O Festival de Rifkin, o personagem principal desse filme vivido brilhantemente como mais uma caricatura de Woody Allen por Wallace Shawn (de Young Sheldon), um ótimo comediante americano, baixinho, careca, neurótico, judeu.
O ator? Não sei, provavelmente, mas tava falando do personagem.
Aliás, não entendi o porquê de Allen não ter vivido esse personagem. Será que achou que seria muita cara de pau viver um professor de cinema, casado com uma publicista muito mais linda que ele que é apaixonadinha pelo diretor francês lindo com quem ela trabalha, mesmo casada com o baixinho judeu feio?

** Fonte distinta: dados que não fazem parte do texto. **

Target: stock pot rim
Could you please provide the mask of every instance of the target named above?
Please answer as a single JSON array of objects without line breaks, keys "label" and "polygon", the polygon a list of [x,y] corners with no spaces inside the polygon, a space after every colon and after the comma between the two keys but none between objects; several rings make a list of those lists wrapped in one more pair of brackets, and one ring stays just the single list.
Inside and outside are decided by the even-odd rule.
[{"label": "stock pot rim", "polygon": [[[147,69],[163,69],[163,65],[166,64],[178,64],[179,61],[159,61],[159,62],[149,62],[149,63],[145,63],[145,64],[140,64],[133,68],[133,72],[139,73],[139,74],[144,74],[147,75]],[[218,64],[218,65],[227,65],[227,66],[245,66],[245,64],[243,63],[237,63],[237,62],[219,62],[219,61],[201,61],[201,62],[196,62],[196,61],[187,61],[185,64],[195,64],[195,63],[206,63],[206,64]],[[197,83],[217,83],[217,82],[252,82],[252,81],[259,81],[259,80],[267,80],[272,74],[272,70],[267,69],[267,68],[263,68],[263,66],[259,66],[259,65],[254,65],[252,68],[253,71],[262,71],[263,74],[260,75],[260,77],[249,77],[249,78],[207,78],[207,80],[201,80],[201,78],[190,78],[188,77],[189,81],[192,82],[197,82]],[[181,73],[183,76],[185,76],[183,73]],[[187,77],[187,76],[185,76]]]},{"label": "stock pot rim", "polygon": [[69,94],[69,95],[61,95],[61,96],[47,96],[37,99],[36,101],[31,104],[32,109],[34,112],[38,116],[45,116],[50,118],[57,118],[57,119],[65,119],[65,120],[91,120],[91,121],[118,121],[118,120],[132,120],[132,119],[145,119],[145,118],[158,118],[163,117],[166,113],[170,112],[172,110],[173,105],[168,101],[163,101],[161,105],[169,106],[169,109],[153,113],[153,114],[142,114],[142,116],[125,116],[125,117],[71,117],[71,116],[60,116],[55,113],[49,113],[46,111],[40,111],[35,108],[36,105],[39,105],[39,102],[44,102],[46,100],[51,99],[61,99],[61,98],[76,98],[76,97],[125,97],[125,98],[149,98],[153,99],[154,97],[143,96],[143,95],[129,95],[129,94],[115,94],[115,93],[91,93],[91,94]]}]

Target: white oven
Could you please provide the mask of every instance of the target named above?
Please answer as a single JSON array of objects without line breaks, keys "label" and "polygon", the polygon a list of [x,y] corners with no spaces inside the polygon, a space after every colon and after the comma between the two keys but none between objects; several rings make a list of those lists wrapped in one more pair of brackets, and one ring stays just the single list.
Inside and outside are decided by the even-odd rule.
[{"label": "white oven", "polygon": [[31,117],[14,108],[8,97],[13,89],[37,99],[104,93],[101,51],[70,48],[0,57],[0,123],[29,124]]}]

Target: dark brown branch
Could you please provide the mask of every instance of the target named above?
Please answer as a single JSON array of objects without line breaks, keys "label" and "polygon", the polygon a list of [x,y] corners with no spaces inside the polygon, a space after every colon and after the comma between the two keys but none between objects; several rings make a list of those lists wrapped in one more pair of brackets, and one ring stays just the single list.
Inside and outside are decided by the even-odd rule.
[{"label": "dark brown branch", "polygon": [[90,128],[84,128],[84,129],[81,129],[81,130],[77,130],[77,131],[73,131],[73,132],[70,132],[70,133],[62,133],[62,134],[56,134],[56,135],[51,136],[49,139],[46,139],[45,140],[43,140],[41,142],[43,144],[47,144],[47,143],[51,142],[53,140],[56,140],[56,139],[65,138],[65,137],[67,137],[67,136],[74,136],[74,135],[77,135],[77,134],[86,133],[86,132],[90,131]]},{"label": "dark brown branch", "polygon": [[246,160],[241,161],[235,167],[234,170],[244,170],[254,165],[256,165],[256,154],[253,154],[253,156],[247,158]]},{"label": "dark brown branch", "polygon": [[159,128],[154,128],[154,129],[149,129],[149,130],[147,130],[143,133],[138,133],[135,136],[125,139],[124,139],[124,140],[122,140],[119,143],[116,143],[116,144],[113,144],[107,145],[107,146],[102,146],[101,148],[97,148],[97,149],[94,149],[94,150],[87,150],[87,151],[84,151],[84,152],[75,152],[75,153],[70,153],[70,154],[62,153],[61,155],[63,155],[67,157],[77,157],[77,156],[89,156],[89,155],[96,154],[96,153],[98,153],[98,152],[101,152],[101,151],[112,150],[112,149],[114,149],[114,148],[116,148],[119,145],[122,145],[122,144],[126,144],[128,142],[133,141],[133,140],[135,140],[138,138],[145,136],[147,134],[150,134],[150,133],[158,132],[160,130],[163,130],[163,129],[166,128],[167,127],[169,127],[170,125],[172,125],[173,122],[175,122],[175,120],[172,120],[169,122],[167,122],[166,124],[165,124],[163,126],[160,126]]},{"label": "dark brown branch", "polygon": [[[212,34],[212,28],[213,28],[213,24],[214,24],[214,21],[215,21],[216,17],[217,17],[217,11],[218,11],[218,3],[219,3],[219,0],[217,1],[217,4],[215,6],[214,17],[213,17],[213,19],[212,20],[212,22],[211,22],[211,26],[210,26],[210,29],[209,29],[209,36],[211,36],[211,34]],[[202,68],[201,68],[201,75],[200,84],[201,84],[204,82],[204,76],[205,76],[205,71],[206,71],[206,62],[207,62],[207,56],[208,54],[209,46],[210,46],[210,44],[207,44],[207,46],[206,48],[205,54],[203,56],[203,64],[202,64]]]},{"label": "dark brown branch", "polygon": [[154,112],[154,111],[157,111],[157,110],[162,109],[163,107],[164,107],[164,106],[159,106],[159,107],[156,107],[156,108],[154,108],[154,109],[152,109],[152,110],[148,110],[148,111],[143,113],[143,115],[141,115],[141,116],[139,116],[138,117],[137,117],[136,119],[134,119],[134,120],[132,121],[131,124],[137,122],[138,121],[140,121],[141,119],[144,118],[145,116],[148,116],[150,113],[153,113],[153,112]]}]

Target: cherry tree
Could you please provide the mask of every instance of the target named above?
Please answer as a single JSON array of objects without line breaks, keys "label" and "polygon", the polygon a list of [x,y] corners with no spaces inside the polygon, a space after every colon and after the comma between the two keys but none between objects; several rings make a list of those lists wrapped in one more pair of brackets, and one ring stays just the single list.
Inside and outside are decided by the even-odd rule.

Bom, lá em San Sebastian Rifkin e sua mulher Sue, vivida por uma Geena Gershon mais linda que nunca, ambos atendendo o festival de cinema onde ela cuida do bonitão Phillippe (Louis Garrel feio, acredita?).
Por não suportar a mulher babando no super star, Rifkin decide dar uns rolês pela cidade e por seer um hipocondríaco terminal, acaba indo a um médico por estar sentindo umas pontadas no peito.
Ao chegar no consultório e descobrir que o Dr. Jo é uma mulher, Rifkin fica babando feito um cachorro velho que encontrou “carne nova” depois de tempos sem se alimentar direito.
Mas essa história não interessa muito.
Quer dizer, interessa a medida que o personagem faz todas as críticas possíveis a indústria do cinema de hoje em dia, a como os festivais de cinema funcionam e principalmente ao culto à personalidade.
O engraçado é que Allen critica tudo isso hoje em dia por sofrer o que vem sofrendo depois de seus escândalos pessoais, mas já quando esteve “na crista da onda”, ele era o personagem principal em todas essas histórias que ele detona hoje em dia.
Voltando ao velho Rifkin, o que interessa na verdade são seus sonhos nas noites que dorme na cama gigante do hotel de San Sebastian.
Seus sonhos de celulóide, como disse lá acima.
Rifkin sonha sobre sua vida a partir de filmes. Coisa mais linda.
Quando sonha sobre sua infância e seus pais, é com o Rosebud do Cidadão Kane do Orson Welles.
Quando sonha sobre o possível triângulo amoroso que está vivendo, é com Jules e Jim do Trufault.
Quando sonha com o outro triângulo amoroso que não está vivendo, é com Persona do Bergman.
Quando sonha com seus amigos e familiares e sua suposta falha literária, é com O Anjo Exterminador do Buñuel.
Esse é o Festival de Rifkin do título, o festival de sonhos de celulóide, não dos filmes em si, mas das releituras oníricas de passagens de vida através desses clássicos.
Eu odiei com força os 2 últimos filmes de Allen, Um Dia de Chuva em Nova Iorque e o da roda gigante, não me disseram nada e ainda tiveram a cara de pau de tocar em feridas do próprio diretor para meio que fazer chacota conosco, meros mortais que acabamos o aceitando ainda, depois de todos os pesares.
O Festival de Rifkin é o tipo de filme que eu amo que só Allen sabe fazer, filme sobre cinema, sobre arte tipo Meia Noite em Paris, onde ele brinca com outros autores e artistas de seu calibre.
Woody Allen é um pulha, um canalha mas infelizmente filma como poucos. E como eu sempre digo, um filme menor de Allen é maior que 90% dos filmes que assistimos o ano todo.